Przez dwa dni miałam w domu małego uratowanego kociaka, dla którego szukałam domu. Maluch jest od wczoraj u swojej nowej rodziny. Rozważałam zatrzymanie go, ale niestety.. Moja domowa kocina ( Milka ma około dwóch lat, jest kotem wychodzącym rano i wracającym koło 16) mówiac delikatnie nie była 'intruzem' zachwycona. Zaczęła na niego syczeć i szykować się do ataku, podrapała mamę, kiedy ta ją przytrzymała. Koniec końców Kocica siedziała z rodzicami na parterze domu a Maluch u mnie w pokoju, na górze. Milka była sztywna, bardzo spięta, miała spocone z nerwów łapki. Teraz, kiedy Mały pojechał odkurzyłam pokój w którym przebywał, zmieniłam pościel w której spał itp. żeby nie denerwować jej jego zapachem. Kiedy wróciła do domu zjadła i zaczęła płakać pod drzwiami, znów była wystraszona i zestresowana. Mama wzięła ją na ręce i pokazała, że w domu nie ma już Malucha, kończąc 'obchód' w feralnym pokoju. Kotka zaczęła tam piszczeć i płakać, nie chciała tam przebywać. Nie rusza swojego kocyka, na którym Mały przez chwilę stał. Nie wchodzi nawet na piętro.

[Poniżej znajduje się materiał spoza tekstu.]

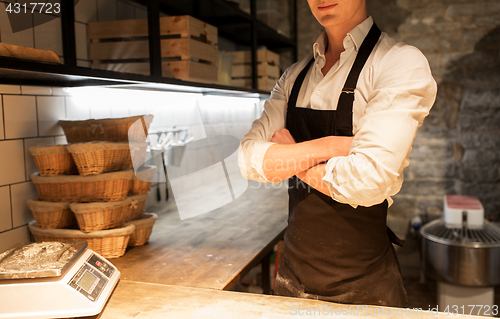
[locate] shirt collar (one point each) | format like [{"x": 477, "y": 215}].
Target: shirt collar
[{"x": 357, "y": 35}]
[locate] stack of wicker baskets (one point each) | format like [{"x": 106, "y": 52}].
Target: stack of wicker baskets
[{"x": 106, "y": 195}]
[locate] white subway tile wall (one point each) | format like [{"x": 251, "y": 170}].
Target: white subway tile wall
[
  {"x": 30, "y": 119},
  {"x": 50, "y": 110},
  {"x": 5, "y": 211},
  {"x": 12, "y": 165},
  {"x": 20, "y": 193},
  {"x": 30, "y": 162},
  {"x": 48, "y": 35},
  {"x": 81, "y": 41},
  {"x": 10, "y": 89},
  {"x": 19, "y": 116}
]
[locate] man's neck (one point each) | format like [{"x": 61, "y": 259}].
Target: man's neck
[{"x": 336, "y": 37}]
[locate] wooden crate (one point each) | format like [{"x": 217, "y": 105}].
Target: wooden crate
[
  {"x": 188, "y": 47},
  {"x": 267, "y": 69}
]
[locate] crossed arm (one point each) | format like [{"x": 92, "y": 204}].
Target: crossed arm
[{"x": 287, "y": 158}]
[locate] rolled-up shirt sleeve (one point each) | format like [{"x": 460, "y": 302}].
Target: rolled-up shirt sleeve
[
  {"x": 255, "y": 143},
  {"x": 403, "y": 94}
]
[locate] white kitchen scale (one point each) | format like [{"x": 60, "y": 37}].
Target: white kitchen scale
[{"x": 54, "y": 280}]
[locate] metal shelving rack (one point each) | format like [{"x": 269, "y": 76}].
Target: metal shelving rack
[{"x": 232, "y": 23}]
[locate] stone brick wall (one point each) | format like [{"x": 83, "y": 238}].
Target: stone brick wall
[{"x": 456, "y": 151}]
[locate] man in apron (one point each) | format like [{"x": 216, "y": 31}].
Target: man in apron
[{"x": 339, "y": 126}]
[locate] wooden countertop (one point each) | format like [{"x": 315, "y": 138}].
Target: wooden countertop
[
  {"x": 153, "y": 301},
  {"x": 212, "y": 250}
]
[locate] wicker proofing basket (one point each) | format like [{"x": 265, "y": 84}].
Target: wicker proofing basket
[
  {"x": 141, "y": 180},
  {"x": 138, "y": 204},
  {"x": 112, "y": 130},
  {"x": 107, "y": 243},
  {"x": 53, "y": 160},
  {"x": 100, "y": 157},
  {"x": 143, "y": 228},
  {"x": 95, "y": 188},
  {"x": 99, "y": 216},
  {"x": 51, "y": 214}
]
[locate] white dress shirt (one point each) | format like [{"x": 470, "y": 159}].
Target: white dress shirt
[{"x": 394, "y": 93}]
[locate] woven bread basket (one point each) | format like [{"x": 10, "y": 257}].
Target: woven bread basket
[
  {"x": 51, "y": 214},
  {"x": 53, "y": 160},
  {"x": 100, "y": 157},
  {"x": 112, "y": 130},
  {"x": 138, "y": 204},
  {"x": 99, "y": 216},
  {"x": 140, "y": 183},
  {"x": 143, "y": 228},
  {"x": 110, "y": 243},
  {"x": 74, "y": 188}
]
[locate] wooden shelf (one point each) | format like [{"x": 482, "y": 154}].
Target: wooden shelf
[
  {"x": 232, "y": 23},
  {"x": 24, "y": 72}
]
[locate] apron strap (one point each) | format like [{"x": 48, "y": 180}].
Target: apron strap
[
  {"x": 292, "y": 100},
  {"x": 364, "y": 52}
]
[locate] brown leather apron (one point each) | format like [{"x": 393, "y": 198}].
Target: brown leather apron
[{"x": 332, "y": 251}]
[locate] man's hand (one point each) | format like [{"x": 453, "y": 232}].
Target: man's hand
[
  {"x": 283, "y": 136},
  {"x": 287, "y": 158}
]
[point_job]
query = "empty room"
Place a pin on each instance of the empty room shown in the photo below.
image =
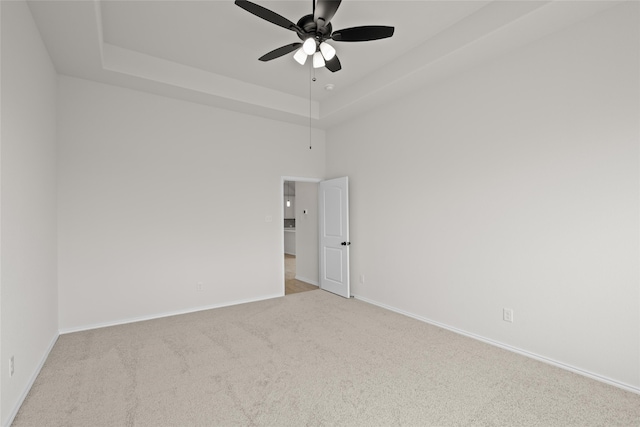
(467, 185)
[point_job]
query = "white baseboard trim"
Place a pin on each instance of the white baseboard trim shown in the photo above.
(309, 281)
(165, 314)
(526, 353)
(26, 390)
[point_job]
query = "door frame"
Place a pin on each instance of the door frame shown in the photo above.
(282, 180)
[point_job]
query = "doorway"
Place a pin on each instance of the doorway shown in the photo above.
(300, 234)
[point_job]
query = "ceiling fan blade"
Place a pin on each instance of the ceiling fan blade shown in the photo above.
(277, 53)
(268, 15)
(362, 34)
(324, 10)
(333, 65)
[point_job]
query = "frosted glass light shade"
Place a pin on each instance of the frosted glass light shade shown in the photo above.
(300, 56)
(327, 51)
(309, 46)
(318, 60)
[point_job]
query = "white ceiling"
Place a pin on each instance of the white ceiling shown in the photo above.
(207, 51)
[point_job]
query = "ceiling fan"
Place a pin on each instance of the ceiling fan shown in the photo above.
(314, 30)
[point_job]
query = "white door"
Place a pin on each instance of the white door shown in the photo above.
(334, 236)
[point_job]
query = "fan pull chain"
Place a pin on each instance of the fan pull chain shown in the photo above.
(313, 79)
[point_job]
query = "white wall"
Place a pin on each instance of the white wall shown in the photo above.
(515, 184)
(307, 232)
(146, 209)
(28, 288)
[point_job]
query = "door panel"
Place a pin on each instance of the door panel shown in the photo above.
(334, 236)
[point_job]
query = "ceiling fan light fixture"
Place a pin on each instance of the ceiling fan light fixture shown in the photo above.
(327, 51)
(300, 56)
(309, 46)
(318, 60)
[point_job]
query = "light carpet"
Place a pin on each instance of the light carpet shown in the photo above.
(310, 358)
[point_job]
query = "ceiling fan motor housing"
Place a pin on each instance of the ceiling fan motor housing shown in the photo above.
(311, 29)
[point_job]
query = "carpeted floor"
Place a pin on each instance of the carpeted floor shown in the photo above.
(291, 284)
(310, 358)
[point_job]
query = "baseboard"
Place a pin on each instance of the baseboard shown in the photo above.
(165, 314)
(309, 281)
(526, 353)
(32, 380)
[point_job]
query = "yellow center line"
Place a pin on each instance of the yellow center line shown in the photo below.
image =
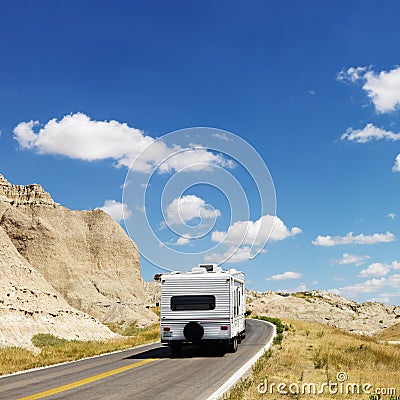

Milka była małą, wchudzoną kulką uratowaną z ulicy podczas największych mrozów, zagonioną w róg przez psa. W takich okolicznościach kociak był rozpieszczany i wszyscy bardzo go adorowali. Nie wyrosła jednak na typ przytulaka. Raczej nie podchodzi do nas sama. Nie spodziewałam się, że aż tak przeżyje niespełna 48h obecności kociaka.
Czy ktoś z Was miał podobną sytuację? Proszę, podpowiedzcie mi coś. Bardzo mi przykro, że Kocica tak to przeżywa i nie chcę popełnić kolejnego błędu.